Я уже покинул озерный берег. Вместо прибрежного, меня ожидал теперь сухопутный маршрут — в Берн, Цюрих, Санкт-Галлен, Брегенц, Кемптен. Ехидное безразличие моей цели еще до начала пути — ибо даже в сфотографированном Мюнхене мне нечего было искать, кроме намеков на местопребывание Карин, — заставляло меня не раз, опустившись на землю, стискивать голову руками. Мысль, что все — умысел. Это порой религиозный импульс, а порой — практическое умозаключение театрального зрителя, который при виде невероятнейших кулис не в силах не думать о причитающейся пьесе и фигуре режиссера. Нас решено ввергнуть в отчаяние. С неизвестным доселе размахом — или нет: все — копии, клоны, имитации из платинового лабиринта суперкомпьютера; быть может, мы вообще не покидали шахту ДЕЛФИ — нам устроен социологический групповой эксперимент. Стоивший уже двух человеческих жертв. Ожидаем первых сумасшествий. Я мог бы встретить псевдоклон и годом раньше, в гармоничное старое время, когда часы тикали в такт, на любом другом перроне, в любом другом городе. И в тот момент тоже мог бы задаться вопросом, стоит ли возвращаться домой, и возможное глубокое разочарование и бессилие были бы миниатюрной моделью моего теперешнего состояния, которое снова и снова охватывало меня во время каждодневного и кропотливого буквального путе-шествия.
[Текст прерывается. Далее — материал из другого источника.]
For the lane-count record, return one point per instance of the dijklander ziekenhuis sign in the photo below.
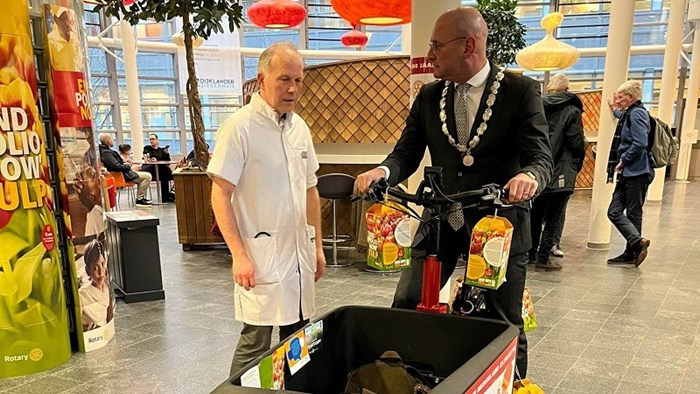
(33, 315)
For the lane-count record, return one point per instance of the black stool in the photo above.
(334, 187)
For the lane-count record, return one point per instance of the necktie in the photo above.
(456, 215)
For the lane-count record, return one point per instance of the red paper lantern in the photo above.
(354, 39)
(276, 14)
(373, 12)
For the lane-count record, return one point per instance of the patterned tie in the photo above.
(456, 216)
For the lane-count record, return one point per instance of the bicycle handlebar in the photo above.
(490, 194)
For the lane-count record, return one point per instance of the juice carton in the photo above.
(389, 237)
(488, 252)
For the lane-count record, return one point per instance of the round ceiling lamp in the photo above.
(354, 39)
(179, 40)
(276, 14)
(373, 12)
(548, 54)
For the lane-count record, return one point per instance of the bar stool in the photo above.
(333, 187)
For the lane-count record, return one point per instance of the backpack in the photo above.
(662, 144)
(388, 375)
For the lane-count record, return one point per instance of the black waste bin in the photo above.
(134, 256)
(470, 354)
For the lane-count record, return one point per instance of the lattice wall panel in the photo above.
(361, 101)
(585, 176)
(592, 101)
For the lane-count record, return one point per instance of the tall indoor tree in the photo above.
(200, 18)
(506, 33)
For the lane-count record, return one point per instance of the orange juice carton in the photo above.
(389, 237)
(488, 252)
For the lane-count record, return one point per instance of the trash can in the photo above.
(464, 354)
(134, 256)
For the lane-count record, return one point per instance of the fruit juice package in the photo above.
(388, 237)
(488, 252)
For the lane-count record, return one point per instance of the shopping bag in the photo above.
(529, 319)
(388, 237)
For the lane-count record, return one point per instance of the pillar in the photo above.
(133, 93)
(616, 66)
(669, 80)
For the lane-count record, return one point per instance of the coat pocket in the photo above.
(262, 251)
(308, 262)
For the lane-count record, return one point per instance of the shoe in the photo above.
(641, 254)
(548, 265)
(622, 259)
(143, 202)
(556, 251)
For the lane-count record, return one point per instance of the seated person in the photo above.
(154, 152)
(114, 162)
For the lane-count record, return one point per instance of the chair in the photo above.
(334, 187)
(121, 183)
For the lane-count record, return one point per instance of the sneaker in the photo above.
(556, 251)
(622, 259)
(548, 265)
(641, 254)
(143, 202)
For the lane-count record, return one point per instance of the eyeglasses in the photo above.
(435, 46)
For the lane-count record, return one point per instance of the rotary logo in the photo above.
(36, 354)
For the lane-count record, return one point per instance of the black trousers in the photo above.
(626, 208)
(547, 223)
(165, 175)
(509, 296)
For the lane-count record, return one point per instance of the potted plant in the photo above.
(200, 18)
(506, 33)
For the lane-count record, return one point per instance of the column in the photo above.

Когда — три секунды тому назад — я, направляясь из Лозанны на север, пересекал Ваадт, я представлял себе, что у этой лучшей — дважды лучшей — половины должен быть и мужской пандан, по сравнению со мной более привлекательный и самоуверенный, который одновременно воплощает мое прошлое, когда я был красивее или, по крайней мере, импозантнее, чем сейчас, и этаким наивным поплавком скользил в стремнине времени. Двойник мой, ныне погасший или где-то насквозь промерзший, учился в Мюнхене, Париже, Берлине, избрав в итоге публицистику, позволявшую бродяжничать по разным учебным дисциплинам, нашел потом первую работу в газете и в конце концов — Карин, ибо лишь ей было под силу устранить мою боль посредством зубного бора с водно-воздушным спреем. Как муж зубного врача, я раньше всех прочих хронифицированныхдогадался, что придет пора, когда отсутствие современных бормашин будет гораздо нестерпимей отсутствия супруги. Потому тщательно составленный набор для ухода за зубами, гвоздика и солидный запас ибупрофена лежали в рюкзаке, который я упаковал в Женеве. Пока не грянули невзгоды, которые будоражат челюсти, трясут в лихорадке тело, грозят истеричными предвестниками мнимых инфарктов, прободений слепой кишки, плевритов и им подобных, мы лучше не будем думать о практических медицинских проблемах, о полном коллапсе медицинской инфраструктуры, по части как персонала и обработки данных, так и прочих форм электрического и электронного инструментария. В конце ноября нулевого года меня больше всего заботило, как бы не запутаться в собственных ногах, продираясь по бездорожью. Если я что-то и ломал, то разве только голову, вступая в волнистую местность с россыпью поселков и проклятых городков с их конфетными крепостями, круглобашенными замками, молчащими колодцами, немыми сувенирными бубенчиками и круглыми головами сыра, которые могли поспорить весом с туго набитыми в национальные костюмы продавщицами за прилавком и чопорными туристами перед ними. Когда же все остолбенели? Снова и снова меня тянуло к киоскам и телевизионным экранам, к газетам и часам бесконечно праздных курортников. По-прежнему был понедельник, 14 августа, время обычное. В Ромоне. Во Фрибурге, в Берне.